İyi baba olamadı; biz hiç hissetmedik sevgisini dediler çocukları.Ne annelerinin ölümü bağladı onları yeniden, ne de bir damla göz yaşı döktüler ardından.

Bir adam öldü, bir kadın girdi camii avlusuna; adı Deniz, yaşı adama yakındı. 
Adı Deniz, adamın 45 senelik sevgilisi idi...Hep varlığını bildiğimiz ama hiç görmediğimizdi...Diğer hayat, öteki kadındı Deniz...
Girdi camii avlusuna gözleri yaşla dolu, bacakları titreyerek ve hayatında ilk defa kabul gördü. Adamın kardeşleri, tüm ailesi gidip kendini tanıttı, elini sıktı, sabır diledi. Cenazenin sahibinin "O" olduğunu hissettirdi. Adamın çocukları bile ses etmedi, aşkına saygına gösterdi.
Bir adam öldü ve bir kadın belki de 45 senedir ilk defa kendini suçlu, kötü, öteki kadın hissetmedi. Belki ilk defa rahat bir nefes aldı, belki ilk defa yaşadı aşkını herkesin içinde, utanmadan. Tanıyordu hepimizi, biliyordu tek tek kim olduğumuzu, neler yaptığımızı. Sanki yıllardır göremediği ve dokunmayı özlediği akrabalarıymışız gibi bakıyor, ağlıyor, insanın içini acıtıyordu...

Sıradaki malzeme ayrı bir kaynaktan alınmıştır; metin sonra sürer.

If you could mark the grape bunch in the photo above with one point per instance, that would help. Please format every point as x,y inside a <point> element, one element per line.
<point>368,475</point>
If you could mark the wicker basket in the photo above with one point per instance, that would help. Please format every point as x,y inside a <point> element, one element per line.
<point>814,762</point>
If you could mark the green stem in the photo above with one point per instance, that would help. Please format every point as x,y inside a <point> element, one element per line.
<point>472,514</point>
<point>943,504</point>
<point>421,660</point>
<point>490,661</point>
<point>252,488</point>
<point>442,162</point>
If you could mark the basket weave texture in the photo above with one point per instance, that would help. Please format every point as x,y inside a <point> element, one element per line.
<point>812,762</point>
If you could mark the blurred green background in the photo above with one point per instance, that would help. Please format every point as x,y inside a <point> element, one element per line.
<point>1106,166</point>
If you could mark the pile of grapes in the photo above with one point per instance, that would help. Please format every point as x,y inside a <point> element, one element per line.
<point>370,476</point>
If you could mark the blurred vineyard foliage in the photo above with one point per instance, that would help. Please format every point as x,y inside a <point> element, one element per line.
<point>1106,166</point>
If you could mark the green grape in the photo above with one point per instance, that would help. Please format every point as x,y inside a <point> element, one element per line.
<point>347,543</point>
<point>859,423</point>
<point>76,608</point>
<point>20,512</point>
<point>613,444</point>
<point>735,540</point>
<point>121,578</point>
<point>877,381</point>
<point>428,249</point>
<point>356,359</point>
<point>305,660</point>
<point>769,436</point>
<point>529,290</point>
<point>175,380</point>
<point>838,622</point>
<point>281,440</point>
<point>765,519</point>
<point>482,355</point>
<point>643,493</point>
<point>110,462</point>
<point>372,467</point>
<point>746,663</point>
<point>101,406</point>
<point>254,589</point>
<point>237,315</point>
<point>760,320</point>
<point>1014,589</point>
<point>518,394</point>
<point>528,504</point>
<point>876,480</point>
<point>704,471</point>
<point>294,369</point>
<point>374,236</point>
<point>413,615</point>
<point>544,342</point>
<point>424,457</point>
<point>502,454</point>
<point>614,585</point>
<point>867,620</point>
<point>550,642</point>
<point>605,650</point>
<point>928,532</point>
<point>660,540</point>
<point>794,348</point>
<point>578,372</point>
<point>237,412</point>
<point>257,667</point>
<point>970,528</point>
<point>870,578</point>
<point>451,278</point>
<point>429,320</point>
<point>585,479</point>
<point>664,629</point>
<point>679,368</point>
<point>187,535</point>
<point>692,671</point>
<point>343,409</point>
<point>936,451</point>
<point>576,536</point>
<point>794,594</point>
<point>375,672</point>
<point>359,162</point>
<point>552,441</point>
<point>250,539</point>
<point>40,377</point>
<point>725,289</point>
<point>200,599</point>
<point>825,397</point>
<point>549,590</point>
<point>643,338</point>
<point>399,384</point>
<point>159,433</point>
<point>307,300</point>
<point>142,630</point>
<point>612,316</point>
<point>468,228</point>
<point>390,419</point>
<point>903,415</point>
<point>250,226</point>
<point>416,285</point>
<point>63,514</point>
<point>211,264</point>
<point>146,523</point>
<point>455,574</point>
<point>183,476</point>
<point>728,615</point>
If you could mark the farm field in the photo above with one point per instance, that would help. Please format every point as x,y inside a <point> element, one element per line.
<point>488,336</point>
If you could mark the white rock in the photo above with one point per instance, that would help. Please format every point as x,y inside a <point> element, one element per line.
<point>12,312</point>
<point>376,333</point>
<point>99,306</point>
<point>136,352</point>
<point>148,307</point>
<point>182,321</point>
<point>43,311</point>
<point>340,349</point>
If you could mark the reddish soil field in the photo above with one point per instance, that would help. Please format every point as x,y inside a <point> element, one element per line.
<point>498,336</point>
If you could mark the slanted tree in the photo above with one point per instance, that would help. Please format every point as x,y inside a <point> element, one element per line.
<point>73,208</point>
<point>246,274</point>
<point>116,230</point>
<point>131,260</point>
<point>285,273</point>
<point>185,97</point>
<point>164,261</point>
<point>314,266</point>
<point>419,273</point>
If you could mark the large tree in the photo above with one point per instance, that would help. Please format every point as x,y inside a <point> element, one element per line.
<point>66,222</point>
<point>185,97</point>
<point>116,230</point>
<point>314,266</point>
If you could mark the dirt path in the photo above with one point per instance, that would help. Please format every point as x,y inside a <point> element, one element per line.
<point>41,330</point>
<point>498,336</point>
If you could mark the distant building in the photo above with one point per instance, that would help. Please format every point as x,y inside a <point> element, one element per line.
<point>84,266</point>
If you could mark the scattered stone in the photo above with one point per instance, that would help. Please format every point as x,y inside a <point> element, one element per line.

Bir adam öldü 77 yaşında; ani olmadı, hastaydı...
Iyi bir adamdı, sevgi dolu, yumuşak kalpli ama korkaktı. Ne aşkını sahiplenip, 45 senedir gerçekten sevdiği kadın ile ortaya çıkabildi ne de ailesini toparlayabildi. 
Ama belli ki çok sevdi ve sevildi. Başucundaydı sevgilisi son anına kadar. Kendi çocukları dökmeseler de bir damla yaş ardından, kardeşleri, Deniz ve kendinden olmayan Deniz'in oğulları hüngür hüngür ağlıyordu.

Huzur içinde yat Arif amcam...Daha erkendi!